I've seen other kinds of birds drinking — or trying to — from the hummingbird feeder and not staying with it very long, but this morning I saw the little pudgy finch that eats from the seed feeder every day hang upside down from one of the perches and drink his fill a la hummingbird.
Then he figured out that the perch was to sit on, and so he did-and kept drinking. (Or was it she?)
Birds are such fun to watch, and so are squirrels. Actually, most animals are if time and place are right — and we take the time. That is also what the true enjoyment of a garden requires — time and patience. Plants and trees rarely hurry. They try to do the job right the first time.
One to ponder on: "Three grand operations of the mind of man: to think, to choose, and to perform." — Welsh Triad
Is it how we each act upon and interrelate these operations that make the differences in our behavior?
With winter weather finally deigning to make a very chilly appearance, here is a great poem, written most obviously for people living in woods out away from a town or even a hamlet and who have to make their own comfort against the cold:
Pile high the hickory and the light
Log of chestnut struck by the blight.
Welcome in the winter night.
The day has gone in hewing and felling,
Sawing and drawing wood to the dwelling
For the night of talk and story telling.
These are the hours that give the edge
To the blunted axe and the bent wedge,
Straighten the saw and lighten the sledge.
Here are the question and reply,
And the fire reflected in the thinking eye.
So peace, and let the bob-cat cry.
— Edna St. Vincent Millay
I write this after coming home from this year's Chamber of Commerce annual dinner, featuring progress reports, recognitions and awards. It was nice to see hard-working, giving people be recognized, and to be aware of how blessed Lodi is to have so many of these.
What was particularly interesting and positive, casting some light in the darkness of the current economy, were the examples of so many new or expanding businesses of several types. These people didn't just draw in their horns and curl back into their shells until things got better.
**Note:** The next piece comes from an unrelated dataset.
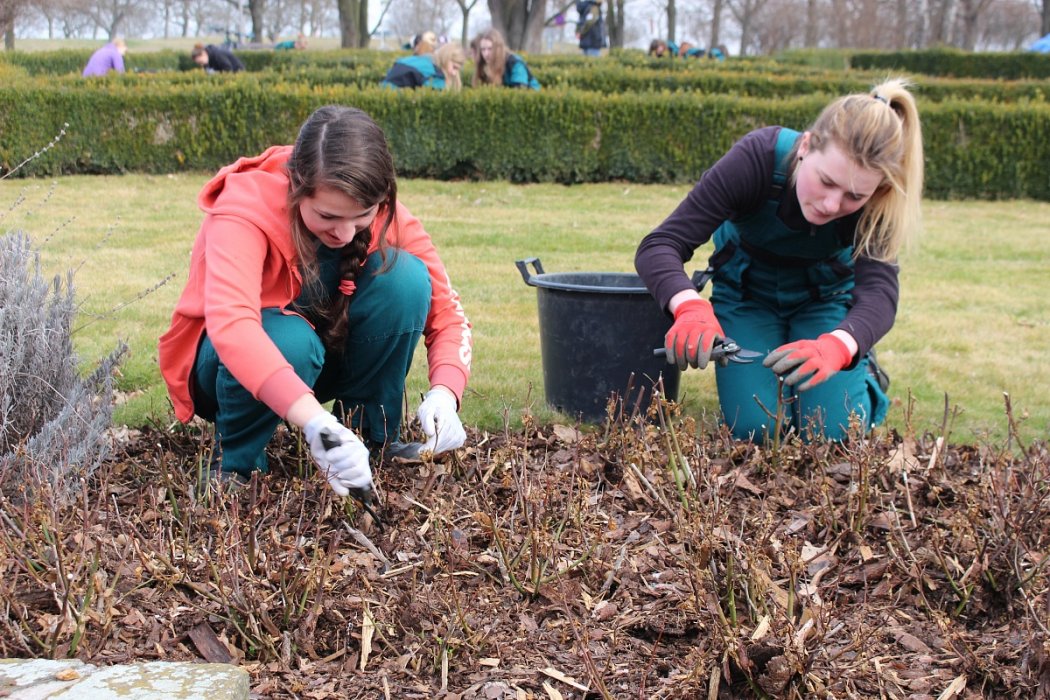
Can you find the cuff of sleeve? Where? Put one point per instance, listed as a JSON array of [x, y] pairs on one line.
[[452, 377], [281, 389]]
Each took a different perspective on his/her situation and found new ways to expand, to the betterment of their firms, their employees, their customers and the city of Lodi. Imagination and initiative coupled with practicality make for awesome results, particularly if the government doesn't have anything to do with it!
And speaking of businesses: Does anyone out there know of someone who does reweaving or who recanes chairs? These are tried and true skills, still necessary, a sort of recycling process. One just can't throw away a sweater or shawl that has a hole or cut in it, or cast an antique chair into outer darkness because its seat needs recaning.
I do know Mike's Custom Upholstery (on Commerce Street, across Highway 99) has a deft and imaginative way of coping with problems smaller than their usual car or boat upholstering. A friend had a suitcase seam repaired, and I had a couple of large sun umbrella restored to usefulness. And I know, too, that often if one business can't fill a need, someone there knows someone else who can. That's the beauty of living in a place like Lodi.
Finally got to "Wags to Riches," The PALS thrift shop on East Pine Street. It's in what used to be the original Shanghai Chinese restaurant (before it moved across the street and became the New Shanghai Restaurant, which is now Adopt-a-Child). They have lots of space and lots of good things to buy: clothing, books, knick-knacks, stuffed animals, baskets — you name it. Have begun putting together some contributions of my own. All for a new animal shelter.
And on that subject: In this cold and/or wet weather, be sure your pets are adequately sheltered and kept warm and dry — and adequately fed. Just the same things you yourself would want.